Patience implies a very distinct disparity in power.  The patient party generally holds some power over the recipient or victim of patience, as with an adult over a child.  As a teacher, I wanted no such disparity.  It wasn't true.  I might serve as guide to unknown territory in whatever I taught, but students participated as equals in their journey.  It was their journey after all. I wanted to serve their need not my own.  Patience also makes an inherent demand by expressing its limits: "You are trying my patience," and "I am running out of patience."  It can also come as a kind of warning to the recipient, "I have shown a lot of patience with you."  As one student finally put it, "Patience is a threat."  Whenever we express patience, impatience and punishment hover nearby.  I wanted to feel unconditional positive regard and not the patronizing attitude that patience may represent.

 

 If we want to offer unconditional positive regard for ourselves and others, we also want to offer unconditional acceptance for who we or they are.  No matter the number of times we need to assist in the same way, answer the same question, or help in the same activity, we accept that need as genuine and always original because the person with whom we work genuinely needs as many iterations as necessary to fully enter into whatever we find at hand.  When we feel and show unconditional positive regard, we also feel and show acceptance.  Acceptance never limits itself.
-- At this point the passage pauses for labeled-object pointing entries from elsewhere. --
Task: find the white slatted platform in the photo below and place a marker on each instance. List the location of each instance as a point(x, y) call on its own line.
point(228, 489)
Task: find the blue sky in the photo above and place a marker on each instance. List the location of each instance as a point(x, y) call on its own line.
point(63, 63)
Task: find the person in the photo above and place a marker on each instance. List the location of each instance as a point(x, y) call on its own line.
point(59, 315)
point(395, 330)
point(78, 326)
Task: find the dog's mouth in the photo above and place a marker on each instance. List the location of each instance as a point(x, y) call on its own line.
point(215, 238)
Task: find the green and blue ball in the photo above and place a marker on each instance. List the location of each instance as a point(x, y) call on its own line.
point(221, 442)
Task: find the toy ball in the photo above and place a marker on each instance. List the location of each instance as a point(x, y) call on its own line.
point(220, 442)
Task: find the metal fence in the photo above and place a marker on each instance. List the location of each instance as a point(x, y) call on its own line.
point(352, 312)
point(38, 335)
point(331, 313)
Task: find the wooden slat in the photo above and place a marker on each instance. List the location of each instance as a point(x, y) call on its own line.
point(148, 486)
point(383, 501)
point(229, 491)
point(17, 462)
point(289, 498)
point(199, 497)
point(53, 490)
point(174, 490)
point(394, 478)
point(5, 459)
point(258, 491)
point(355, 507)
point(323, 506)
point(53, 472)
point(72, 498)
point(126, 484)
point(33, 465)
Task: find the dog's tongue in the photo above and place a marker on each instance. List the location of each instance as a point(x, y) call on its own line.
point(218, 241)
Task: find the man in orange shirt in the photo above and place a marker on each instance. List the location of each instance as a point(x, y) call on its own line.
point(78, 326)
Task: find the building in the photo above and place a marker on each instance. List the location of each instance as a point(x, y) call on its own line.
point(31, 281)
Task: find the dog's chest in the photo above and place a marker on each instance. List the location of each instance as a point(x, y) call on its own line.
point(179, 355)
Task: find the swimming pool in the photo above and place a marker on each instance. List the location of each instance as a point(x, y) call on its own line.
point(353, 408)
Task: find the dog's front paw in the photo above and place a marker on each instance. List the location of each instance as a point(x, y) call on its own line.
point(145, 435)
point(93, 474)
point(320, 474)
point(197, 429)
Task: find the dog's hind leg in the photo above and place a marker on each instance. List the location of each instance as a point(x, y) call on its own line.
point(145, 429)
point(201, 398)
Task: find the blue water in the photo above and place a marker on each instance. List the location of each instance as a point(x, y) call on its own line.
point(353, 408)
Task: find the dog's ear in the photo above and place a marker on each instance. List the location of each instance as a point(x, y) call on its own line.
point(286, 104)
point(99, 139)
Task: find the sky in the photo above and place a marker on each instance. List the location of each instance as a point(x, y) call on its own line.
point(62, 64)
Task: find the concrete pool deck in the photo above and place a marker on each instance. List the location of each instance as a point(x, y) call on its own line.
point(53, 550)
If we say, "I am running out of acceptance," we belie the very idea of acceptance.  Acceptance doesn't hold out an arbitrary standard for accomplishment: "You should do it this way." Acceptance joyfully opens to new ways of approaching an old task.  Acceptance happily finds new ways of teaching a task to suit the needs of the learner.   Acceptance gladly and authentically acknowledges all the accomplishments a learner achieves on the way to a goal even if the goal has not been reached.  Acceptance always assumes the essential good from which and for which we or another person strive.  Acceptance sees success in every effort that we make or another makes even when that effort does not work directly in achieving a specific goal.  Acceptance comes to us as a "Yes" to life and those who live it, in response to the "No," the negativity of the "tyranny of the shoulds."  

 

When we make acceptance our habit, we can rely on it as our guide to behavior.  Many times I have felt some way or acted some way toward myself or another that seemed a bit strained, so I reflected a moment and asked, "Is this acceptance?"  Whatever I answer, I just get back to acceptance, and all the tension disappears.  When I can experience a "Yes" as gently powerful as acceptance, I don't need to spend time and effort trying to stop an action I don't like.  The energy behind that action simply shifts to working with acceptance, and whatever the difficulty might have been doesn't exist or come into existence.  Acceptance can go a very long way to helping me bring my intentions fully into existence through the actions I choose based on my acceptance.  Mindfully habitual acceptance allows us to naturally realize the gentle power of unconditional positive regard, compassion, and forgiveness in the problem solving process of becoming the self and in the existential search for that becoming self.